PROBLEM 2: Quality of Data Labeling Is Lacking

Assuming you’re able to source a representative and sufficiently balanced batch of images, the next big problem is the quality of the data labeling. Precise labels are critical to the performance of a model, but publicly available datasets have consistently shown that they can contain questionable—and sometimes alarming—labeling issues, as documented in this article about ImageNet containing slurs. While labeling services often have internal quality assurance checks in place, a customer is still dependent on the domain knowledge of the labeler and the person responsible for QA.

Quality goes beyond the accuracy of the labels though. The precision of a bounding box matters in training as well. Human labelers may draw a bounding box to the best of their ability, but they can’t always fairly assess images that present obstacles such as occlusion. Likewise, without the full context of the images contained within the dataset, or even how the dataset will be used, the quality of their labeling may suffer.

PROBLEMS 3 & 4: Data Labeling Is Slow and Costly

Because data labeling requires a human in the loop, the twin issues of both price and speed become immediately apparent.
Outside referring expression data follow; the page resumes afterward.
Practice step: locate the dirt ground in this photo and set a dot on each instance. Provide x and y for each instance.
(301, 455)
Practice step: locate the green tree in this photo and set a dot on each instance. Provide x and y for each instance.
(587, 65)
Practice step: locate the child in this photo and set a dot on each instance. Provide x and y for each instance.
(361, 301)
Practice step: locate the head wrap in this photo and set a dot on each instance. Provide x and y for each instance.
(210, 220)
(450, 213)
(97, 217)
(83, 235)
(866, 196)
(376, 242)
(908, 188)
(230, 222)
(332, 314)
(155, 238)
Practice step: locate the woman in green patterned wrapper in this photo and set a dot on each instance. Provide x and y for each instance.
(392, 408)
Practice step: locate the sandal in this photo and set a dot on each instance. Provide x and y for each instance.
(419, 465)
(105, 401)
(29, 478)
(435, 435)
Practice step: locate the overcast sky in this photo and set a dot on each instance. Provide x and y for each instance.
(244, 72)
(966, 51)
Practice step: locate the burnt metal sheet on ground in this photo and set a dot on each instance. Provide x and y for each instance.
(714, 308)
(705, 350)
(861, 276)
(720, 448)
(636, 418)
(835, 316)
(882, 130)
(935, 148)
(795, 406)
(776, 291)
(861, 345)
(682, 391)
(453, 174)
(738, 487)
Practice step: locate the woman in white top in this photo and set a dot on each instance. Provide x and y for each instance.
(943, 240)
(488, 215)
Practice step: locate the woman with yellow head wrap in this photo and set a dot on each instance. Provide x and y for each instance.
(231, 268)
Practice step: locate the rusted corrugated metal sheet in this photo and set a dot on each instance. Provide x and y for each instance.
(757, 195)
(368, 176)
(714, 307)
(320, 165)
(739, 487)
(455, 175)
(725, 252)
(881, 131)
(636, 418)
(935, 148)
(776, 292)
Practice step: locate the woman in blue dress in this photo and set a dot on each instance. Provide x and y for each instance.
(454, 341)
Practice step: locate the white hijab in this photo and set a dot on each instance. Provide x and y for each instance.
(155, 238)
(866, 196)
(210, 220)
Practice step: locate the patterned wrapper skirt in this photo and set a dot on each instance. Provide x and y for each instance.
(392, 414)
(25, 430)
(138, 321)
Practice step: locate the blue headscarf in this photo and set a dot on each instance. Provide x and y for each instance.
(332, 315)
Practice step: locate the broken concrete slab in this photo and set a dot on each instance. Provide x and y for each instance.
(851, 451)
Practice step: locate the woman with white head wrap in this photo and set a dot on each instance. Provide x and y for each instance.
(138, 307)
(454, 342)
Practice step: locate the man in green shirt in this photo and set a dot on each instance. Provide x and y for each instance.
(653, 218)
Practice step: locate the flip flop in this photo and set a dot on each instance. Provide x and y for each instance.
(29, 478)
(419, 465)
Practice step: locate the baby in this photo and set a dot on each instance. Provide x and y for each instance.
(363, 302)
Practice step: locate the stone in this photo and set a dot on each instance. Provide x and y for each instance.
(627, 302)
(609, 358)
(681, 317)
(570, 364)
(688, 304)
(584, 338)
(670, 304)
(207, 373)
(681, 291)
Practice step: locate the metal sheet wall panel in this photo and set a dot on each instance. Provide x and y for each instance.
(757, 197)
To address price, data labeling is not cheap. To use a computer vision engineer’s time on labeling rather than on machine learning is an inefficient use of resources. But building out a dedicated labeling team in house is also a huge gamble, especially if you have a less-than-predictable future volume of labeling needs. Meanwhile, the cost of using a third party labeling service often maps closely to the volume of images you need labeled, because each additional image means a little more work for a labeler.
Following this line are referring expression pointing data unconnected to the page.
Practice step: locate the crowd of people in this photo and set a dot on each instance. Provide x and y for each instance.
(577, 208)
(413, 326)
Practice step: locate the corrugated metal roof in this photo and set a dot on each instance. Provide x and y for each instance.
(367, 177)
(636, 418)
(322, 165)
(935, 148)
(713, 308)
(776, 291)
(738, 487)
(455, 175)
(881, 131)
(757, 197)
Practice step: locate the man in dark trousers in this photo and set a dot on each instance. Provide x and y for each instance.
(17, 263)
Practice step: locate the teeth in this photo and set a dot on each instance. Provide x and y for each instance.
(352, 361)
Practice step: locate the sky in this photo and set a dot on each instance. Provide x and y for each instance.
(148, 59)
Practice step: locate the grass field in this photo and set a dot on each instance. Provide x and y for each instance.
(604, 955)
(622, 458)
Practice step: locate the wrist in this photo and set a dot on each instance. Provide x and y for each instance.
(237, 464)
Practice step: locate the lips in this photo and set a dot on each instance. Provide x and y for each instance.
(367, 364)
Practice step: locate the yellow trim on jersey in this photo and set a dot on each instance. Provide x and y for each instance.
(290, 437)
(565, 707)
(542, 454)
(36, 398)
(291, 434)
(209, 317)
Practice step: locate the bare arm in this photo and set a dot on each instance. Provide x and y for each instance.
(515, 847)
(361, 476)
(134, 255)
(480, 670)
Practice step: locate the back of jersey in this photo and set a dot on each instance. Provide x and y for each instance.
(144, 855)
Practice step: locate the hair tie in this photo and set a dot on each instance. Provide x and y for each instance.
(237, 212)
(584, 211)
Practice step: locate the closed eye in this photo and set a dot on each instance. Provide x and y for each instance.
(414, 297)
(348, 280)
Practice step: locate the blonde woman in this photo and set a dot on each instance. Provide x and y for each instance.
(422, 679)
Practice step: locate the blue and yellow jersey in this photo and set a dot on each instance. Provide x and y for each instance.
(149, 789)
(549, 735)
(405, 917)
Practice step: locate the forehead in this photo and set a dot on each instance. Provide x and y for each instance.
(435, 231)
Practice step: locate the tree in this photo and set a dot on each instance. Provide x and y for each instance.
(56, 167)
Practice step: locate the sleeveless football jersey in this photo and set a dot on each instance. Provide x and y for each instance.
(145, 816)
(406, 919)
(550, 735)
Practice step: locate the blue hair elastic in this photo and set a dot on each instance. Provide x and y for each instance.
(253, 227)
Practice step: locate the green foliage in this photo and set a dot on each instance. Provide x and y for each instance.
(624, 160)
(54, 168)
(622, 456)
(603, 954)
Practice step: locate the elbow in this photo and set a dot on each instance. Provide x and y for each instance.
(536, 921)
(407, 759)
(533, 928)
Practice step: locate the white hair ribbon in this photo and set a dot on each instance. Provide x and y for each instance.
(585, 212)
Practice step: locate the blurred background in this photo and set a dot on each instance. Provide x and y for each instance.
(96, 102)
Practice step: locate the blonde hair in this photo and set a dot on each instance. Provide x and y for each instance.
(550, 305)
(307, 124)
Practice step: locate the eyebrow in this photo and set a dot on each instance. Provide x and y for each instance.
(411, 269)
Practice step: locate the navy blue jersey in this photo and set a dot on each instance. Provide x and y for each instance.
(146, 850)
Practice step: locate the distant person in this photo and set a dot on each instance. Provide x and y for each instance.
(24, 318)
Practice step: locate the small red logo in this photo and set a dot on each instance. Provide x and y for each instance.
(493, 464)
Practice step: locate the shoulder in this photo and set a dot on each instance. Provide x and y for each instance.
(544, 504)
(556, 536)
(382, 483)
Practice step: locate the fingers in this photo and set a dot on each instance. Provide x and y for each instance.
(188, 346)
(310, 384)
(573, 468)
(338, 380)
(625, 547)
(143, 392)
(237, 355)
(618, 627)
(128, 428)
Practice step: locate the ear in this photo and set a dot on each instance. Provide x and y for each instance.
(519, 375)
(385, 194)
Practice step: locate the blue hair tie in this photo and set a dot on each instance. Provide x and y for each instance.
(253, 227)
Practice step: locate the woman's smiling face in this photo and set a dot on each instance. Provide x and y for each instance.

Training on labeled data can also only happen as fast as you’re able to acquire labeled data, which is dependent on both your ability to capture and share the data in question, and the turnaround time of your chosen labeler. If for whatever reason you need to increase the size of the dataset, say to introduce new edge cases, you must once again run through the full cycle. This introduces a challenging bottleneck.

PROBLEM 5: Privacy Is Not Guaranteed

Finally, where datasets including humans are concerned, storing labeled data introduces unnecessary privacy considerations. If you’re working with a publicly available labeled dataset such as MegaFace, you might assume you’re in the clear. But since that dataset consists primarily of images scraped from the internet, there are real liabilities. Facebook was sued for violating the Illinois Biometric Information Privacy Act (“BIPA”) after scraping images of users to train its Tag Suggestion feature. BIPA, notoriously one of the most restrictive state laws around biometric privacy, requires written consent before collecting someone’s fingerprints, retina or iris scan, voiceprint, scan of hand, or face geometry. Facebook paid $550 million to settle this suit last year.
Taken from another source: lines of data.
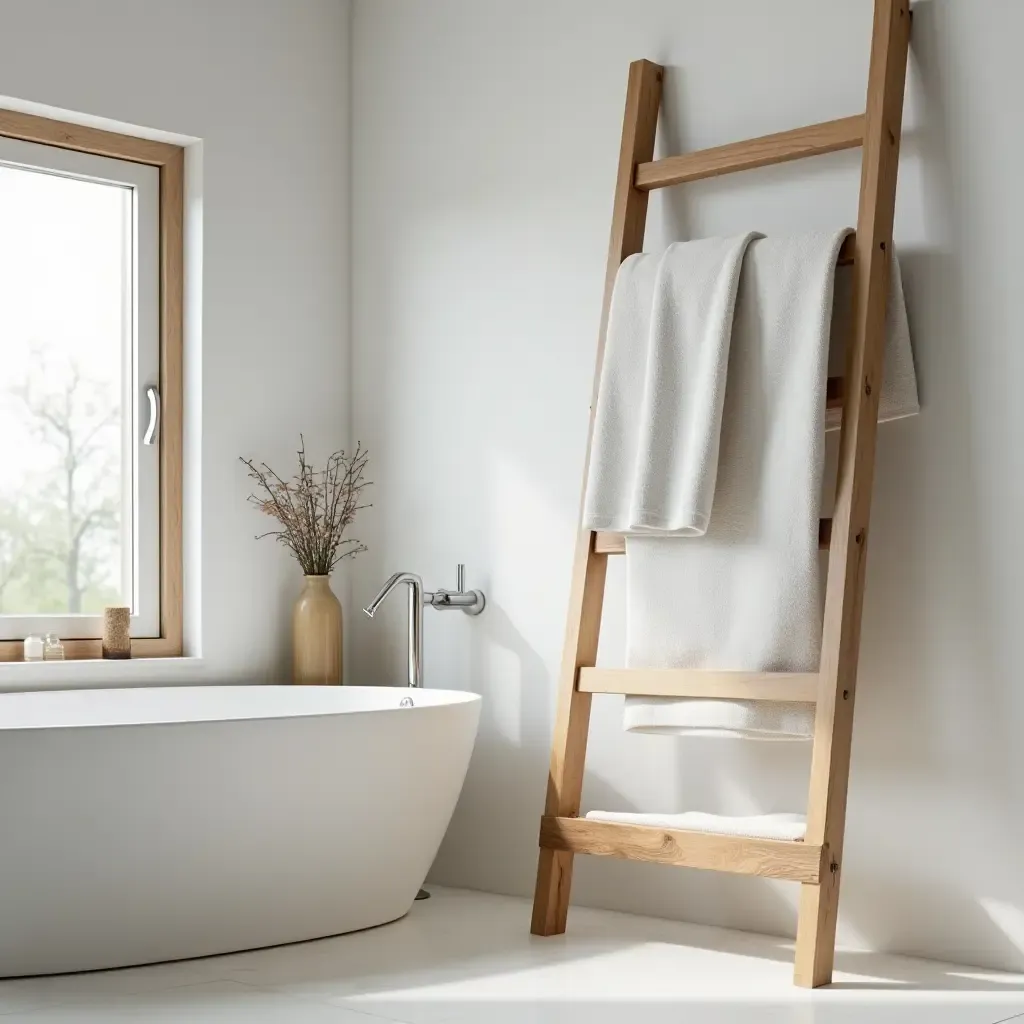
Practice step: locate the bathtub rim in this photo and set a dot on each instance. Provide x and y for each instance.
(437, 698)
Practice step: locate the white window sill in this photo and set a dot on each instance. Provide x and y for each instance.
(97, 673)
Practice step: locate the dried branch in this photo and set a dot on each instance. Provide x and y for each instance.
(314, 508)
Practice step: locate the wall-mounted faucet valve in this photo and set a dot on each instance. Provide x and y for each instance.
(471, 602)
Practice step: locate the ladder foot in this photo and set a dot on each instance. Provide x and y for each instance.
(551, 898)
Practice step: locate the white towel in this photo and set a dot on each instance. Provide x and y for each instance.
(899, 382)
(658, 415)
(782, 825)
(747, 596)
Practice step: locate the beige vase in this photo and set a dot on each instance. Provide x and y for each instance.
(316, 635)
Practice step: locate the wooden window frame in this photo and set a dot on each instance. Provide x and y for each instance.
(169, 160)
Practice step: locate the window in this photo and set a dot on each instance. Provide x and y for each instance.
(90, 339)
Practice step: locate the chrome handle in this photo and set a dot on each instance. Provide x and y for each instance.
(153, 394)
(471, 601)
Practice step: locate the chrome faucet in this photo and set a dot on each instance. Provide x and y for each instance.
(471, 602)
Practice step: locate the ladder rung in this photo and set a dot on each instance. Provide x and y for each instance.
(769, 857)
(828, 136)
(698, 683)
(614, 544)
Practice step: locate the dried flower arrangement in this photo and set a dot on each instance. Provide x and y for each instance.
(314, 508)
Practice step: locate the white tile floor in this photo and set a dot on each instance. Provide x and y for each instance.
(466, 957)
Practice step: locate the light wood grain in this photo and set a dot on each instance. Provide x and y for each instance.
(172, 396)
(170, 160)
(845, 587)
(801, 686)
(829, 136)
(614, 544)
(737, 854)
(568, 749)
(65, 135)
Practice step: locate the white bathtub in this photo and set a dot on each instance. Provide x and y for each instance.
(148, 824)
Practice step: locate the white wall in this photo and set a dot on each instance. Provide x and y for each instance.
(264, 85)
(484, 143)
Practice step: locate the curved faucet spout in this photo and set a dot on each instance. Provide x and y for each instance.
(415, 620)
(412, 579)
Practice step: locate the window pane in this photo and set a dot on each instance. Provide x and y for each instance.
(66, 328)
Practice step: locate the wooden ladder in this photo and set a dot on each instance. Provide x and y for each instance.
(816, 862)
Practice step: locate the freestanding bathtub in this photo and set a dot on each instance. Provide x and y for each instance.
(150, 824)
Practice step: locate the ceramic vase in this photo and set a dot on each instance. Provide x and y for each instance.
(316, 635)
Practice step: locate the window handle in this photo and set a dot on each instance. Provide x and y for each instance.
(153, 393)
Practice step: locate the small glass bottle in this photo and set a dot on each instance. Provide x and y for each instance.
(52, 648)
(34, 647)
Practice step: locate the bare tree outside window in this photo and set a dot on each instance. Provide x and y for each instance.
(66, 471)
(65, 556)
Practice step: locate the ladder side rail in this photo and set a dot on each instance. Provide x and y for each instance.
(845, 586)
(554, 873)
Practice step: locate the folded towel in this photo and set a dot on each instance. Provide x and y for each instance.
(658, 415)
(782, 825)
(747, 596)
(899, 382)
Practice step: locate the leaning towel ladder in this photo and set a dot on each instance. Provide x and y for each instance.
(816, 861)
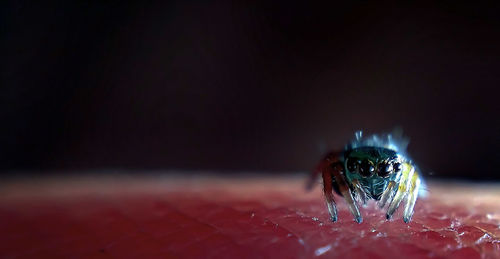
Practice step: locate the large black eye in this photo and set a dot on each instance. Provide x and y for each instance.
(352, 164)
(366, 168)
(397, 167)
(384, 169)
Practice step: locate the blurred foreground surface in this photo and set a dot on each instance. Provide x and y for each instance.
(247, 217)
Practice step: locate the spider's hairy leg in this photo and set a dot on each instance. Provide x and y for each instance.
(387, 194)
(337, 171)
(328, 191)
(361, 196)
(402, 191)
(330, 157)
(412, 197)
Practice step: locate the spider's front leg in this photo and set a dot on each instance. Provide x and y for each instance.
(408, 188)
(332, 171)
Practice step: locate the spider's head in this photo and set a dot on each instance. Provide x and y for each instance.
(373, 167)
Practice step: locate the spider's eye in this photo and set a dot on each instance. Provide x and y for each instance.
(397, 167)
(366, 168)
(384, 169)
(352, 164)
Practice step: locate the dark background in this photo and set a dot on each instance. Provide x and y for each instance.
(245, 86)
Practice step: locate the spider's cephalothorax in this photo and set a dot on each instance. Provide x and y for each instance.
(370, 168)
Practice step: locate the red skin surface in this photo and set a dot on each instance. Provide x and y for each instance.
(167, 217)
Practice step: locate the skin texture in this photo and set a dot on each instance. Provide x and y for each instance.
(193, 216)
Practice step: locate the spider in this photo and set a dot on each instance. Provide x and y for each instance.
(370, 168)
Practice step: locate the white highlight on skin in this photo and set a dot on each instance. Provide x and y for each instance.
(322, 250)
Progress on better artificial intelligence and higher quality computer vision models is hampered by a dependency on sourced and labeled data. We believe that there’s another better way.

SOLUTION: Synthetic Training Data

Synthetic data, in this case computer generated imagery that’s simulating the specifics of sourced data, is the solution to nearly all of the specific failings of labeled data. Since the data is simulated and will never contain real humans, compliance with privacy laws such as BIPA, GDPR, or CCPA is guaranteed. It is, over time, both cheaper and faster than sourcing and labeling data. The quality is unparalleled, thanks to pixel perfect annotations and ground truth (which solves for occlusion, creates perfect depth maps, etc.) And perhaps best of all, synthetic data addresses the issue of data scarcity—you do not need to wait to collect a critical volume of real data to get started on a problem.

They say control your controllables. For a long time, dataset creation and annotation was not a realistic controllable for most businesses. But synthetic data makes that so. Generate your own synthetic data in house—using Unity, Unreal, Blender, or any 3D modeling software—and take control of your entire machine learning training stack.